Llm-Driven Profiling Pipeline And Evaluation Caveats

Issue 80 Edition 2026-03-21 6 min read

General

Sources: 1 • Confidence: High • Updated: 2026-04-12 10:18

Key takeaways

A described profiling workflow is to fetch roughly a user's last 1000 HN comments, copy them via a tool, and paste them into an LLM with the prompt "profile this user".
The Algolia Hacker News API can list a user's most recent comments sorted by date using tags formatted as "comment,author_<username>" with hitsPerPage up to 1000.
The author finds it creepy that substantial information about someone can be derived easily from publicly shared content available via an API.
The author expects the model inferred his real name because his HN comments frequently link to his own website, providing URLs that connect the account to a public persona.
The author mainly uses generated profiles to avoid getting drawn into extended arguments with people who have a history of bad-faith debate.

A described profiling workflow is to fetch roughly a user's last 1000 HN comments, copy them via a tool, and paste them into an LLM with the prompt "profile this user".
The author reports that LLM profiling based on a user's recent HN comments can be startlingly effective.
The author runs the profiling prompt in incognito mode as an attempt to reduce the chance the model recognizes him and responds with overly flattering output.

The Algolia Hacker News API can list a user's most recent comments sorted by date using tags formatted as "comment,author_<username>" with hitsPerPage up to 1000.
The Algolia Hacker News API is served with open CORS headers, allowing it to be called from JavaScript on any web page.

The author finds it creepy that substantial information about someone can be derived easily from publicly shared content available via an API.
The author considers it invasive to quote profiles generated about other users and therefore only shares an example profile produced about himself.

The author expects the model inferred his real name because his HN comments frequently link to his own website, providing URLs that connect the account to a public persona.
The author reports not having seen profiling outputs guess real names for other accounts he has profiled.

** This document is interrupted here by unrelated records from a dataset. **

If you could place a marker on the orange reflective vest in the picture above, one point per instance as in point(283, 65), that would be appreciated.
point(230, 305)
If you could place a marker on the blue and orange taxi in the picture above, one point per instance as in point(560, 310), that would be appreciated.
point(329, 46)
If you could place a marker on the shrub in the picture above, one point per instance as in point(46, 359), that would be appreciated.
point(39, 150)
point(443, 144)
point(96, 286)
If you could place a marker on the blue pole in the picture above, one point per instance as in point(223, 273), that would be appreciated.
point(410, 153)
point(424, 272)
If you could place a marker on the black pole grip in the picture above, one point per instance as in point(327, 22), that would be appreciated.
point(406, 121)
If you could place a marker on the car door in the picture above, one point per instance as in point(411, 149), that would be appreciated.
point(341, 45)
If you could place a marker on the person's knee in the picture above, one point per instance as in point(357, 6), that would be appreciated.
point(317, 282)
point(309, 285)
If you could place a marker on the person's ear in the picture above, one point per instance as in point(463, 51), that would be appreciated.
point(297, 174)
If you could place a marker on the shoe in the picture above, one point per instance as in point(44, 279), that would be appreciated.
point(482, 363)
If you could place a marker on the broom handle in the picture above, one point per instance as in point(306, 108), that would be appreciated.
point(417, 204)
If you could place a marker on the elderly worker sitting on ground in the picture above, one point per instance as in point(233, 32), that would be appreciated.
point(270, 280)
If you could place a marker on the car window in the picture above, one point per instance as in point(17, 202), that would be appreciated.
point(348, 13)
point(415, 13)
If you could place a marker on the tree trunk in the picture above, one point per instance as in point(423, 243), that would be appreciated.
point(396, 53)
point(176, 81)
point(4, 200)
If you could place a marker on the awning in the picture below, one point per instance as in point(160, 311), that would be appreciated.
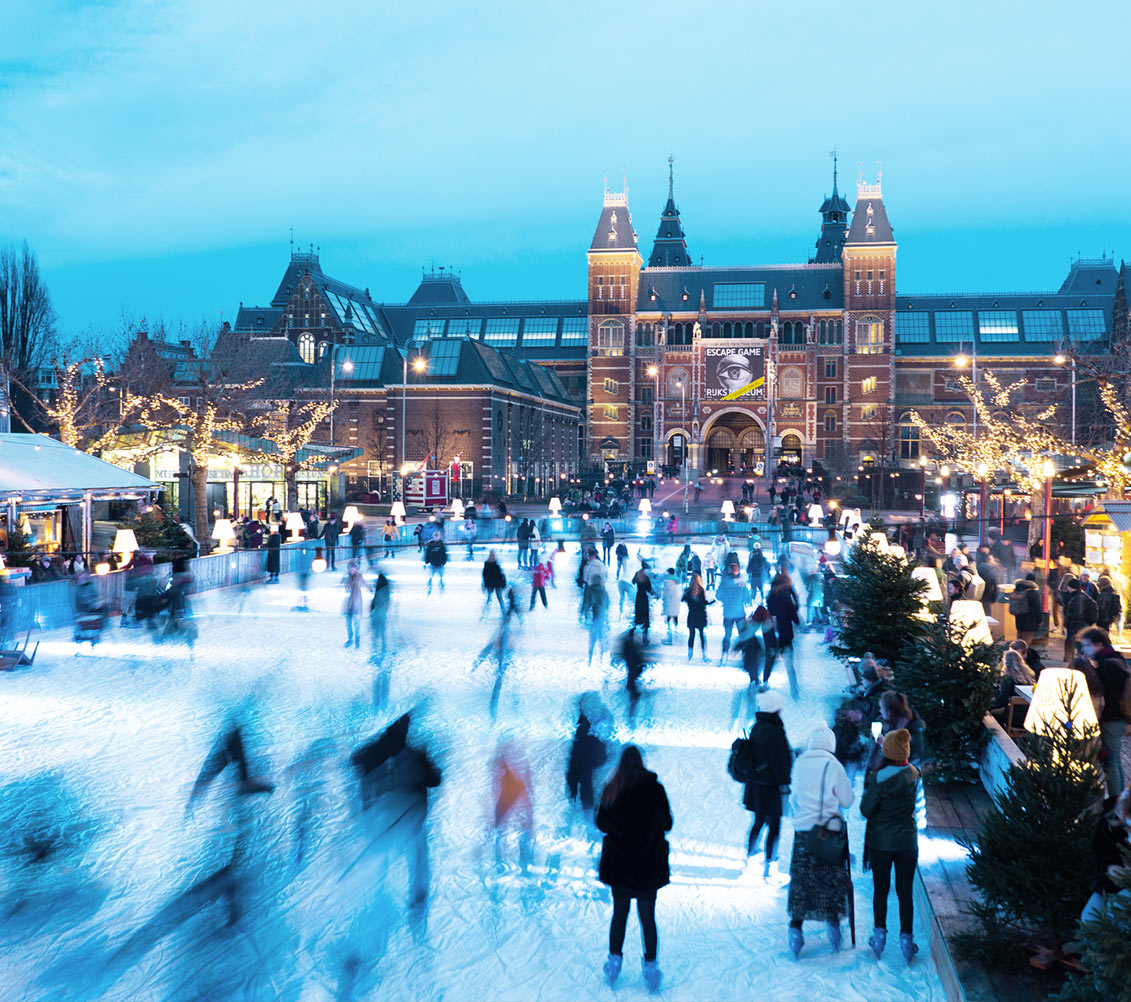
point(1116, 512)
point(35, 468)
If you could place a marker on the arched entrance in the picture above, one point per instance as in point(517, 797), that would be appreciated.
point(735, 442)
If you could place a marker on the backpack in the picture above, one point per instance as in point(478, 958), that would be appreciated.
point(1018, 602)
point(739, 761)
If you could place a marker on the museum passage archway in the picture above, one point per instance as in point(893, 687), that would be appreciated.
point(735, 443)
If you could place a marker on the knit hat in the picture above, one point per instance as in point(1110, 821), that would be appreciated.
point(897, 745)
point(821, 739)
point(770, 701)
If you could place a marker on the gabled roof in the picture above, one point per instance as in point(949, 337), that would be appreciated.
point(614, 229)
point(439, 288)
point(870, 219)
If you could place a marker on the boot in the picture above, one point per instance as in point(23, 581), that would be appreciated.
point(612, 968)
point(907, 946)
point(834, 931)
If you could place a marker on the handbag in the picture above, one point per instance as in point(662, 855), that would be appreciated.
point(829, 845)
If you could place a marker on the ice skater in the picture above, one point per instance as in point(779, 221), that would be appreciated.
point(635, 815)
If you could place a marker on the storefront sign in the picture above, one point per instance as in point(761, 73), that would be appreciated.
point(735, 373)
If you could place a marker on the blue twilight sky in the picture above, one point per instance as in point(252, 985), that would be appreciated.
point(156, 154)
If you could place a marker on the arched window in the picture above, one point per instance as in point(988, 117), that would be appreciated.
point(908, 437)
point(611, 338)
point(307, 347)
point(678, 383)
point(869, 336)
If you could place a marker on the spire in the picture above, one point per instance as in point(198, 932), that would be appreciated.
point(670, 250)
point(834, 223)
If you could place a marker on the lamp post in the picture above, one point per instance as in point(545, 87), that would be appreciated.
point(346, 366)
point(922, 485)
point(1061, 360)
point(1049, 469)
point(960, 362)
point(419, 365)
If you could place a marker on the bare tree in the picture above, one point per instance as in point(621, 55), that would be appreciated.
point(27, 325)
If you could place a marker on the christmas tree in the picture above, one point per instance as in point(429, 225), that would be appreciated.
point(950, 683)
point(1032, 862)
point(1104, 947)
point(881, 599)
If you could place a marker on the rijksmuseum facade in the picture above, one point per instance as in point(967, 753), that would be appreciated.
point(726, 368)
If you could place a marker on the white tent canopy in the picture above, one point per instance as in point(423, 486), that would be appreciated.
point(36, 468)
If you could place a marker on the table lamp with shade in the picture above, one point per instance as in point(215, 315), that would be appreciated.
point(224, 535)
point(126, 543)
point(1060, 699)
point(294, 525)
point(969, 618)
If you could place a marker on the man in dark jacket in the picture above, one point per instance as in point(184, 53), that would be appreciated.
point(330, 533)
point(1080, 611)
point(436, 556)
point(1025, 605)
point(767, 767)
point(1113, 673)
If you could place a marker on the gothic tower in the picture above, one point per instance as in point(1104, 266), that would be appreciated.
point(614, 278)
point(869, 258)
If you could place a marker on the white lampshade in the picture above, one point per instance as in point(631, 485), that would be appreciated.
point(931, 579)
point(124, 542)
point(1055, 688)
point(969, 618)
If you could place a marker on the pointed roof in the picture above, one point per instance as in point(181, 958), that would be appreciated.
point(670, 249)
point(870, 218)
point(614, 229)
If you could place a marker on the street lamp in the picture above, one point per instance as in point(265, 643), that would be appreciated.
point(1061, 360)
point(419, 365)
point(960, 363)
point(346, 366)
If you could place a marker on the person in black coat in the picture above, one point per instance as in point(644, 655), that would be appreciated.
point(635, 815)
point(586, 753)
point(768, 766)
point(330, 533)
point(273, 556)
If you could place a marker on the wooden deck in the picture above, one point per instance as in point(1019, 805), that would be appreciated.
point(953, 813)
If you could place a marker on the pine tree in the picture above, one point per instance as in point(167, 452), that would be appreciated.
point(1104, 948)
point(1032, 862)
point(950, 685)
point(881, 598)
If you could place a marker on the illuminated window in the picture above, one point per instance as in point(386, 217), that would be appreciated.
point(1086, 325)
point(307, 347)
point(953, 326)
point(869, 336)
point(611, 338)
point(913, 327)
point(739, 295)
point(1043, 325)
point(998, 325)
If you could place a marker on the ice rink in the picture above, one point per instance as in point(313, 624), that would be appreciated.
point(101, 748)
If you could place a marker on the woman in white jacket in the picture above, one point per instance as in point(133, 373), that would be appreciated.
point(820, 792)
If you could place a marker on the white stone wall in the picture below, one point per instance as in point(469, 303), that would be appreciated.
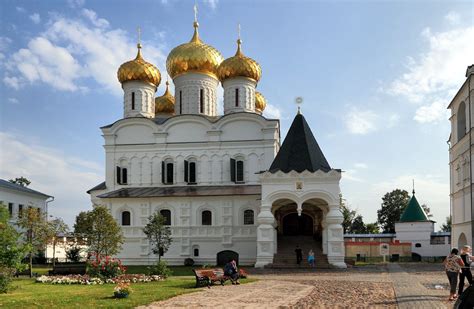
point(144, 99)
point(246, 97)
point(227, 231)
point(190, 85)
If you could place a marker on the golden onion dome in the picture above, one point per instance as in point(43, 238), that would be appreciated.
point(165, 103)
point(239, 65)
point(139, 69)
point(194, 56)
point(260, 102)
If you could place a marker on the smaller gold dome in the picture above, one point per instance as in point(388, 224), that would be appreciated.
point(194, 56)
point(239, 66)
point(165, 103)
point(139, 69)
point(260, 102)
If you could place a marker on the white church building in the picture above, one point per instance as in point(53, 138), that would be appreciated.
point(225, 184)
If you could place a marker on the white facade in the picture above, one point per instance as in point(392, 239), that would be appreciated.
point(16, 197)
point(460, 163)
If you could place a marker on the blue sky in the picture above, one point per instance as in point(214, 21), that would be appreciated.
point(376, 78)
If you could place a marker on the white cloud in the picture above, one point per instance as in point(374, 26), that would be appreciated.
point(272, 112)
point(67, 179)
point(212, 3)
point(361, 122)
point(453, 18)
point(433, 77)
point(436, 112)
point(72, 52)
point(35, 18)
point(92, 17)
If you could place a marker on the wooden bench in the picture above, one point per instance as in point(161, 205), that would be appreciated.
point(209, 276)
point(68, 269)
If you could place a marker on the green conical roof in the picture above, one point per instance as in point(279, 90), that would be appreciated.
point(414, 212)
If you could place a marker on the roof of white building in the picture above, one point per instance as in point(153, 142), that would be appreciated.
point(19, 188)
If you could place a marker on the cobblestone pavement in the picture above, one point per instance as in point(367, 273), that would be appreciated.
point(395, 286)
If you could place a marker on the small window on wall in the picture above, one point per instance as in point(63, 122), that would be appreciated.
point(166, 213)
point(190, 172)
point(206, 217)
point(248, 217)
point(126, 218)
point(236, 170)
point(121, 175)
point(167, 172)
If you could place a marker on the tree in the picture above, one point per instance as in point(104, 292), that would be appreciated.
point(22, 181)
point(158, 234)
point(104, 236)
point(347, 213)
point(35, 230)
point(446, 227)
point(83, 223)
point(56, 227)
point(12, 251)
point(393, 205)
point(372, 228)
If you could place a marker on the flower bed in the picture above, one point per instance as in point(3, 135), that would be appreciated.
point(87, 280)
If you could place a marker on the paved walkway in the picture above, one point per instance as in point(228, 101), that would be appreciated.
point(411, 293)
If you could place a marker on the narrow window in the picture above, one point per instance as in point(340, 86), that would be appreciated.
point(201, 101)
point(206, 217)
point(10, 209)
point(180, 102)
point(236, 97)
point(20, 211)
point(248, 217)
point(126, 218)
point(166, 213)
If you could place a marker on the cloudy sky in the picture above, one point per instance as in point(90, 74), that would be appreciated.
point(376, 79)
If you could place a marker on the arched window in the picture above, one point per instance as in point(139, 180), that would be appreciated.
point(166, 213)
point(248, 217)
point(125, 217)
point(206, 217)
point(237, 170)
point(461, 121)
point(190, 171)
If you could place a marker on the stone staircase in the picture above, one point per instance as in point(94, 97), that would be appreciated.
point(285, 258)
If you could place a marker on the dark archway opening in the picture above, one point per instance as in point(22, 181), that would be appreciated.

The author mainly uses generated profiles to avoid getting drawn into extended arguments with people who have a history of bad-faith debate.

The author finds it creepy that substantial information about someone can be derived easily from publicly shared content available via an API.

What are the practical API constraints (rate limits, pagination behavior beyond 1000, retention window, availability guarantees) for at-scale per-user comment retrieval?
How accurate and consistent are LLM-generated profiles when evaluated against consenting ground truth across many users and multiple models/prompts?
How large is the effect of subject recognition and account/context leakage (including sycophancy) on profiling outputs?
What is the true frequency of real-name or identity guesses, and how strongly is it correlated with self-linking behavior (links to personal websites, handles, etc.)?
What norms, policies, or technical restrictions (platform-level or tool-level) will emerge regarding republishing or operationalizing profiles derived from public forum text?

Lower friction access to public comment histories enables new client side profiling and reputation tools, implying potential growth in LLM powered moderation and user risk scoring products if platforms allow it.
Privacy discomfort driven by inference rather than new collection suggests rising governance pressure on platforms and tool builders, potentially leading to restrictions on bulk access or republishing derived profiles.
Observed identity linkage via self links indicates demand for deanonymization risk controls and redaction tooling for individuals and communities, especially where pseudonymity is valued.

Platforms introduce or tighten rules about automated profiling, republishing profiles, or using public forum text for reputation assessment, alongside clearer enforcement guidance.
API providers add bulk access features for per user histories or tooling ecosystems emerge around client side retrieval and summarization, indicating sustained demand rather than one off experiments.
Community moderators or users adopt LLM summaries to decide engagement, with documented workflows and norms that treat such profiling as standard practice.

APIs reduce hitsPerPage, enforce stricter rate limits, remove open CORS access, or require authentication, materially raising friction for at scale per user retrieval.
Evaluations show LLM generated profiles are inconsistent or frequently incorrect across users and prompts, limiting usefulness for moderation or reputation assessment.
Strong norms or policies emerge that prohibit operationalizing inferred profiles, with credible compliance risk that discourages productization.